De l’hôpital, elle publie une vidéo en ligne où elle fait part de son désarroi : « Parce que j’ai haussé le ton suite à des provocations en fin de journée, j’ai la mâchoire cassée en deux endroits. Je vais avoir des plaques dans la mâchoire. Et je ne pourrai pas chanter pendant… », la phrase se termine dans les larmes. Dans cette vidéo, la victime appelle les autorités lilloises à réagir face aux trafics de drogue qui sévissent dans la métropole.

« Pourriez-vous prendre la mesure de la gravité de la situation dans le quartier de Lille Moulins. Je vis dans une zone de non droit, une zone dans laquelle une mafia gouverne »

Cécile Thircuir

Un procès emblématique des problèmes de stupéfiants

Il y a un mois, l’agresseur de la femme a été jugé au tribunal correctionnel de Lille. Ce dernier, âgé de 21 ans, a nié les faits tout en reconnaissant avoir été sur les lieux le jour de l’agression mais y étant pour un tout autre motif : celui de son sport quotidien. Son avocat, Me Stéphane Bulteau avait plaidé la relaxe. Pour lui, la preuve de la culpabilité de l’accusé n’était pas établie : « la victime a pu se tromper ». Cette remarque n’a pas été convaincante pour les juges et le prévenu a été condamné à dix mois de prison avec sursis. Le tribunal lui a ordonné également l’interdiction d’entrer en contact avec la victime et sa famille et de s’approcher du quartier de la Filature, lieu de l’agression.
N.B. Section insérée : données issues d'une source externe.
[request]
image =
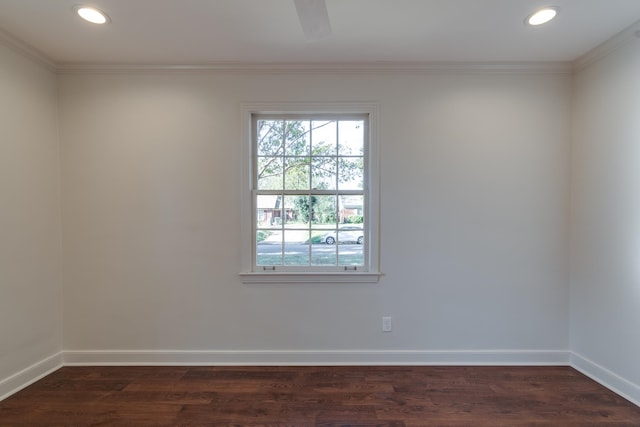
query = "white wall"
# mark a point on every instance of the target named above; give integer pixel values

La jeune Lilloise vivait dans ce quartier mais a décidé de déménager et espère encore à ce jour une prise de conscience : « Je n’ai pas choisi de porter un message, j’ai juste voulu être droite dans mes bottes. J’ai le luxe de pouvoir m’exprimer à visage découvert, tout le monde ne l’a pas. C’est ma responsabilité citoyenne » confie-t-elle à France Bleu.

Pour elle, le trafic de drogue n’est pas pris en compte par la mairie de Lille et les quartiers durement touchés sont laissés à l’abandon. En soutien à la victime, des habitants du quartier de la Filature ont tenu à témoigner de leur calvaire. L’un d’eux, qui a demandé l’anonymat, révèle à BFM TV le danger omniprésent : « Il y a beaucoup de dealers, beaucoup de passages de police, beaucoup d’insultes, de menaces. Tous les jours. Il faudrait faire quelque chose parce que ça devient de pire en pire ». D’autres nous apprennent les stratagèmes de certains dealers à savoir l’utilisation de containers pour bloquer l’accès aux halls d’immeuble.

« Ce n’est que le reflet d’une situation insupportable »

La maire de Lille, Martine Aubry, a décidé de réagir face au problème et dit regretter le manque de moyens de la police et « l’enfer » vécu par les habitants. Interrogée sur l’affaire par BFM Grand Lille, la maire répond : « Dès que j’ai vu cette vidéo, j’ai d’abord appelé cette jeune femme. J’étais à la fois en colère et très attristée par ce qui lui arrive. Mais ce n’est que le reflet d’une situation insupportable ». Mme Aubry se tourne donc vers le gouvernement, plus particulièrement le ministre de l’Intérieur Gérald Darmanin : « Castaner nous avait répondu qu’on était sous-dotés, je compte bien aller voir le ministre Darmanin pour le lui redire, parce que ce n’est plus possible ». Le parti LREM de la MEL propose comme plan de lutte, l’installation de plus de caméras de vidéo-surveillance : « La vidéoprotection est clairement une solution et les habitants la demandent, les policiers la demandent également. Ils n’attendent que ça, ça ne doit plus être un tabou » prône Ingrid Brulant, conseillère municipale LREM.

Des perquisitions de plus en plus fréquentes

L’annonce de la généralisation de l’amende par le premier ministre Jean Castex sanctionnant les consommateurs de drogues a induit des opérations dans tout le pays. La métropole lilloise fut l’une des plus grosses saisies en France : 54 infractions relevées, 5 interpellations et 4 kg de drogues saisis au début du mois de septembre.

L’affaire a révélé un véritable problème auquel la ville de Lille doit faire face. Les perquisitions se sont donc multipliées. Dans le fil d’actualité de La Voix du Nord, différents titres ressortent : « Un trafic de drogue démantelé à Carvin, 50 kg de cannabis saisis, deux hommes incarcérés », « Roubaix : le propriétaire d’un immeuble « exproprié » par des dealers », « Lille : lourdes condamnations pour un dealer et deux guetteurs arrêtés rue Herriot » ou encore « Lille : treize mois de prison pour un dealer de Moulins ». Il y a une semaine encore, un important trafic de stupéfiants, reliant les Pays-Bas, la Belgique et la France, a été démantelé par la police judiciaire de Lille et trois suspects furent interpellés. Le 30 septembre, peu après le procès de Cécile Thircuir, trois opérations de lutte contre le trafic de drogue ont donné lieu à six interpellations à Lille.